In this work, we adopt this approach and achieve significantly enhanced optical nonlinearity through self-hybridized EPs in a quasi-bound-state-in-the-continuum (quasi-BIC) metasurface made of FAPbBr
3 perovskite. Anti-crossing features are observed in both room-temperature and 6-Kelvin experiments with energy-momentum spectroscopy, confirming the strong coupling nature. Spectral fittings reveal a coupling strength of up to 78.4 meV. At the lower EP branches, we demonstrate strong optical nonlinear absorption and two-photon-absorption up-conversion emission with an ultra-low incident power density threshold ---- 4 orders of magnitude lower than bare perovskite materials. The nonlinear absorption modulation depth is up to 76% at 560 nm wavelength. This provides a promising path toward low-photon-number optical nonlinearity in free-space planar meta-optical devices.
The advantages of our EP nonlinearity platform are threefold. First, the FAPbBr
3 material has a large exciton binding energy and a high internal quantum yield with near-unity absorption efficiency [3]. Second, the quasi-BIC photonic mode offers strong field confinement, perfectly overlapping with the patterned perovskite materials [4]. Third, the asymmetry-enabled tunable cavity quality factors ensure the design freedom to achieve polaritonic critical coupling condition with efficient photon-trapping capability and a rich population of polaritons [2].
References
[1] H. M. Gibbs, G. Khitrova and S. W. Koch, “Exciton-polariton light-semiconductor coupling effects.” Nat. Photonics 5, 273-273 (2011).
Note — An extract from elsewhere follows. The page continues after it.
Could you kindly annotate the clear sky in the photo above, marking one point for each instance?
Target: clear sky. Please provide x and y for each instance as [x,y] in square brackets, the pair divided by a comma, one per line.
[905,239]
[2] T. Weber, L. Kühner, L. Sortino, A. B. Mhenni, N. P. Wilson, J. Kühne, J. J. Finley, S. A. Maier and A. Tittl, “Intrinsic strong light-matter coupling with self-hybridized bound states in the continuum in van der Waals metasurfaces”, Nat. Mater. 22, 970-976 (2023).
[3] R. Su, A. Fieramosca, Q. Zhang, H. S. Nguyen, E. Deleporte, Z. Chen, D. Sanvitto, T. C. H. Liew and Q. Xiong, “Perovskite semiconductors for room-temperature exciton-polaritonics”, Nat. Mater. 20, 1315-1324 (2021).
[4] S. I. Azzam and A. V. Kildishev, “Photonic Bound States in the Continuum: From Basics to Applications”, Adv. Optical Mater., 9, 2001469 (2021).